With that simple observation, researchers are challenging the traditional theory that, evolutionarily speaking, insects first made use of wings in order to glide unsupported through the air: Perhaps the first wings didn't serve as wings at all, but as sails. If so, then a number of other notions about the development of flight may also be flawed. "Because we throw out the paradigm that equates wings with flight, we are now allowed to explore all kinds of new possibilities for the evolution of flight in insects," says Marden.
Dressing Down Pays Off
Finally, a reason for loosening shirt collars and baring legs that your boss should find mighty persuasive. An analysis by the nonprofit Rocky Mountain Institute (commissioned by the nonprofit group Friends of the Earth) yields proof that in warm weather, less constricting clothes reduce the need for air conditioning, saving businesses money and improving air quality. The study's main finding (in refreshingly plain English for a scientific document): "Wearing more clothes makes us hotter."
The study found that a company cooling a 100,000 square-foot building, for example, spends $1,860 more a year on air conditioning to keep heavily outfitted employees comfortable at 72 degrees F than it would if the thermostat were turned up to 76.4 degrees F. That translates in this example to a savings of $5.37 per person, per year. If the building were still in the planning stages, the company could save $52,805 in capital costs by purchasing a less powerful air-conditioning system.
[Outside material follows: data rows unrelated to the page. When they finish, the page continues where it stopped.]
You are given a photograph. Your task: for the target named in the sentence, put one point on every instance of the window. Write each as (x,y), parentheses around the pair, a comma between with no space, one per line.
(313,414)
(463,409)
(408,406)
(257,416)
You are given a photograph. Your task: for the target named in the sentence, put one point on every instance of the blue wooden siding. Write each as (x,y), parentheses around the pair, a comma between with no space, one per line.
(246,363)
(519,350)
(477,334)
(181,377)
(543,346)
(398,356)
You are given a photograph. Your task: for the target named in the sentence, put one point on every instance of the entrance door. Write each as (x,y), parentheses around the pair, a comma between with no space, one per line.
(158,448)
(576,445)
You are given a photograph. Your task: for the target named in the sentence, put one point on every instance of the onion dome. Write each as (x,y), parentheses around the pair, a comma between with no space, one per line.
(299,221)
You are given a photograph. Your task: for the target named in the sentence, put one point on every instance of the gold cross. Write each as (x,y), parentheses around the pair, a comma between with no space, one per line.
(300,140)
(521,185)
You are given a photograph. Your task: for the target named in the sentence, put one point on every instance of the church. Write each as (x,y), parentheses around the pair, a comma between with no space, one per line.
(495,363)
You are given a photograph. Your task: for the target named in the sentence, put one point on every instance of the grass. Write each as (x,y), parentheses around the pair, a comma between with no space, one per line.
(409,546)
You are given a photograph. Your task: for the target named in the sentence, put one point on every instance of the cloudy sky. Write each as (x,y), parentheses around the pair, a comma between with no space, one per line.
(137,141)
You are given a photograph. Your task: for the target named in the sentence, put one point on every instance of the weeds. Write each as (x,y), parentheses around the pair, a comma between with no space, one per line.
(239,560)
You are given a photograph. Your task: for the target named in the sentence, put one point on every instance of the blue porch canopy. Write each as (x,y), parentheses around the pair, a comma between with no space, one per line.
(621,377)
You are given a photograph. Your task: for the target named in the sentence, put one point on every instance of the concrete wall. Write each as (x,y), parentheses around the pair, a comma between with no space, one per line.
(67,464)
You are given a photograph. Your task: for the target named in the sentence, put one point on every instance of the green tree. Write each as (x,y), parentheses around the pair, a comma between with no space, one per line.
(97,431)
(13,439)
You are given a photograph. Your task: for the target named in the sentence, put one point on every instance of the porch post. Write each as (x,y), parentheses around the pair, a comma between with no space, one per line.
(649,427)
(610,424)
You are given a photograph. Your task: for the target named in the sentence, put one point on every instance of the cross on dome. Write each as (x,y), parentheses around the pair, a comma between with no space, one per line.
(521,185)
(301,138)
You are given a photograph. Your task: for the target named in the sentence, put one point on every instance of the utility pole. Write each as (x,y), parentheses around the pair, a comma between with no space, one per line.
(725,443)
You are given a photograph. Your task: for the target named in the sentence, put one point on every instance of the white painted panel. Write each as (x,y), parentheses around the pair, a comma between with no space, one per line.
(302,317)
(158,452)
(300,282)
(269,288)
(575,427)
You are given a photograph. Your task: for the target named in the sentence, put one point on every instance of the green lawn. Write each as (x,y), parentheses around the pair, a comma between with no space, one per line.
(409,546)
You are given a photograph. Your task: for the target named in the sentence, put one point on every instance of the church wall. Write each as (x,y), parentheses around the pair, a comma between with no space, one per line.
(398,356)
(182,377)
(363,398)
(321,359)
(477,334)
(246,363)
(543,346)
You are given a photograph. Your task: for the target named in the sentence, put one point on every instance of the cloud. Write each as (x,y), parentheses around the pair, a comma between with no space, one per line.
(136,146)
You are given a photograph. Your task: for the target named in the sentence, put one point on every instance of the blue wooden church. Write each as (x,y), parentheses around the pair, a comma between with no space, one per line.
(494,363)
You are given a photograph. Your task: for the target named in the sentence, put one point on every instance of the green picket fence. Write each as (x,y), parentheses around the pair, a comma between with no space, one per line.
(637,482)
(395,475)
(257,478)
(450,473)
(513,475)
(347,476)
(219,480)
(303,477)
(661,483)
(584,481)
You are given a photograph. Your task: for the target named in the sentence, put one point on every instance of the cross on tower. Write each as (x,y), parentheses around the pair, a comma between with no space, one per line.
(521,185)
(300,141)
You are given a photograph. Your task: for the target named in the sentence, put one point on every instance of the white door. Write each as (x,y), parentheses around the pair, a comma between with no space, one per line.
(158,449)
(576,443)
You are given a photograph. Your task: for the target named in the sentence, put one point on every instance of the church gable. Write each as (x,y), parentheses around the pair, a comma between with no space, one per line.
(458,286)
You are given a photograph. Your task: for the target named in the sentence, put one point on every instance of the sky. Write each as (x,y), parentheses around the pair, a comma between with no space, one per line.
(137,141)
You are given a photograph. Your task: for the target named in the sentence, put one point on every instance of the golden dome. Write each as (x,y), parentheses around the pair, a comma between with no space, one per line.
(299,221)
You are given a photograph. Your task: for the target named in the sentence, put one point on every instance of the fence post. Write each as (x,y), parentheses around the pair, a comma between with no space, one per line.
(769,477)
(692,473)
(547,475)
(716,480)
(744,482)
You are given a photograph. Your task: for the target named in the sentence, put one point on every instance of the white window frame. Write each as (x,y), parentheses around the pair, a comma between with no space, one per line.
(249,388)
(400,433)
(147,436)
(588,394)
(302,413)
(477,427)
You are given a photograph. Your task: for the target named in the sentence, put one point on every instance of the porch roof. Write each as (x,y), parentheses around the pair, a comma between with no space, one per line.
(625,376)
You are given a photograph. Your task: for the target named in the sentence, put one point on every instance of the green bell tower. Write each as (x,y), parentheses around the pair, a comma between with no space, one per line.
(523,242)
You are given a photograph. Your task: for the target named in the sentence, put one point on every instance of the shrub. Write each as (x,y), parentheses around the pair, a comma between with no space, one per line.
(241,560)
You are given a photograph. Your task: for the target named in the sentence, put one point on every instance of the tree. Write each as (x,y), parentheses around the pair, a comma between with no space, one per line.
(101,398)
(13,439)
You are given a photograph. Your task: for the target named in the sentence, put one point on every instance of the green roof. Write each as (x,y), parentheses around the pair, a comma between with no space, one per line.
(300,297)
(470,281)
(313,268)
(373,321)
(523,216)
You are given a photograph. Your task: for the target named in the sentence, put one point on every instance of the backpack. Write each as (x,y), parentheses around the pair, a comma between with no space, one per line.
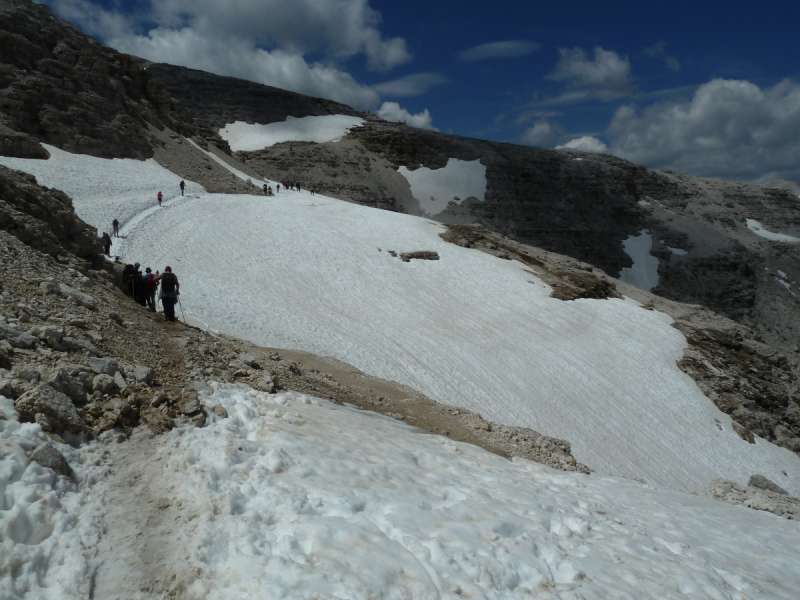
(168,283)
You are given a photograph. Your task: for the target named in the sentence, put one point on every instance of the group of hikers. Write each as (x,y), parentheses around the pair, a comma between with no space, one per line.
(143,288)
(287,185)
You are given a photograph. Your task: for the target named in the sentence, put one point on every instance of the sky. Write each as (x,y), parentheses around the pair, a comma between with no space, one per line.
(711,88)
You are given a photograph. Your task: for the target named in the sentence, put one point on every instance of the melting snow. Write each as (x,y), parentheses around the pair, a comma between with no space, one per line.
(304,272)
(756,228)
(455,182)
(253,136)
(644,271)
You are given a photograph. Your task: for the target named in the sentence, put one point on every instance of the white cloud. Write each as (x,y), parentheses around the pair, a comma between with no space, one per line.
(604,78)
(238,58)
(391,111)
(586,143)
(728,129)
(507,49)
(267,41)
(542,133)
(410,85)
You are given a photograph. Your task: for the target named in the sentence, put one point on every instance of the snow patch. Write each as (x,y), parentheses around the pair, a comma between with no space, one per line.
(456,182)
(644,272)
(295,497)
(756,228)
(253,136)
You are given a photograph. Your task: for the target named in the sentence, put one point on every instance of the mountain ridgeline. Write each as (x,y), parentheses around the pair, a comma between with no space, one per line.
(63,88)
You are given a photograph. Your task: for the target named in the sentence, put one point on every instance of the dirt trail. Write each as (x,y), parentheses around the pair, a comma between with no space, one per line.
(139,550)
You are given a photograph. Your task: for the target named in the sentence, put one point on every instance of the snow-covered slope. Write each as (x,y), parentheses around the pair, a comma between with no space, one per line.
(294,497)
(313,273)
(255,136)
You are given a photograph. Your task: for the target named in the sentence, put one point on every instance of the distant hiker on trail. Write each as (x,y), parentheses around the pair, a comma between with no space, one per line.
(170,290)
(139,289)
(128,272)
(150,287)
(106,244)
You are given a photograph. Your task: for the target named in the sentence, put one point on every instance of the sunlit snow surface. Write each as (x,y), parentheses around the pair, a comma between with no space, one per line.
(313,273)
(756,228)
(254,136)
(644,271)
(455,182)
(293,497)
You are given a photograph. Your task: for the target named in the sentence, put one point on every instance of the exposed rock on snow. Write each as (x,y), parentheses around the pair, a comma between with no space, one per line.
(55,406)
(755,497)
(49,457)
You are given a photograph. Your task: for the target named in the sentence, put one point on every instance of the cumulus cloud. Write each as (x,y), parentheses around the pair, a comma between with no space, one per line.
(606,77)
(267,41)
(729,128)
(586,143)
(542,133)
(239,58)
(659,50)
(410,85)
(507,49)
(391,111)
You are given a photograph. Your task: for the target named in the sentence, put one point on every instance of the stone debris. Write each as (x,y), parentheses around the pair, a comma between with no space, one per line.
(49,457)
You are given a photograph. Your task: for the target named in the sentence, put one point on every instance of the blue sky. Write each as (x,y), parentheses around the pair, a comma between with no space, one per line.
(707,87)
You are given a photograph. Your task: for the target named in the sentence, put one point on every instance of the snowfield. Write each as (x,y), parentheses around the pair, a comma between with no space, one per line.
(254,136)
(295,497)
(455,182)
(314,273)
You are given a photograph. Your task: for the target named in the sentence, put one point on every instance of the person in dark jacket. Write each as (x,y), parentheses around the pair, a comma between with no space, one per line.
(170,290)
(106,243)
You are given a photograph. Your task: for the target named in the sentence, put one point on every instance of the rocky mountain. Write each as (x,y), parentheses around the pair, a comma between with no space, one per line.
(60,87)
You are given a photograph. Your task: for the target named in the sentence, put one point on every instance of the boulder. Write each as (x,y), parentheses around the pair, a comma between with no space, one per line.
(78,345)
(106,365)
(120,381)
(143,374)
(763,483)
(62,382)
(16,338)
(76,296)
(49,457)
(57,407)
(192,407)
(249,360)
(104,384)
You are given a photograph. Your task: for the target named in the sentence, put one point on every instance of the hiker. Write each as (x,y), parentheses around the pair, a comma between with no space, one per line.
(150,287)
(170,290)
(138,286)
(128,272)
(106,244)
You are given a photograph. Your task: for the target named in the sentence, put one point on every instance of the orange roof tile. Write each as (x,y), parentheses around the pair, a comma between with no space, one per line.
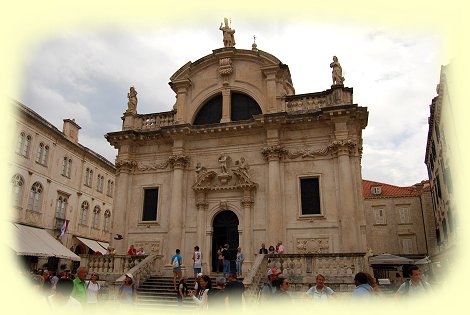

Says Friends of the Earth President Brent Blackwelder, "Men dress inappropriately with suits and ties that insulate the body, keeping in heat at the very time of year you don't want to. It's the counterpart of going out into the winter in a T-shirt and shorts." What smart business person would do that? So let's hear it for adopting the Hawaiian standard of casual, comfortable clothing in the workplace. All in favor say aye. Aye!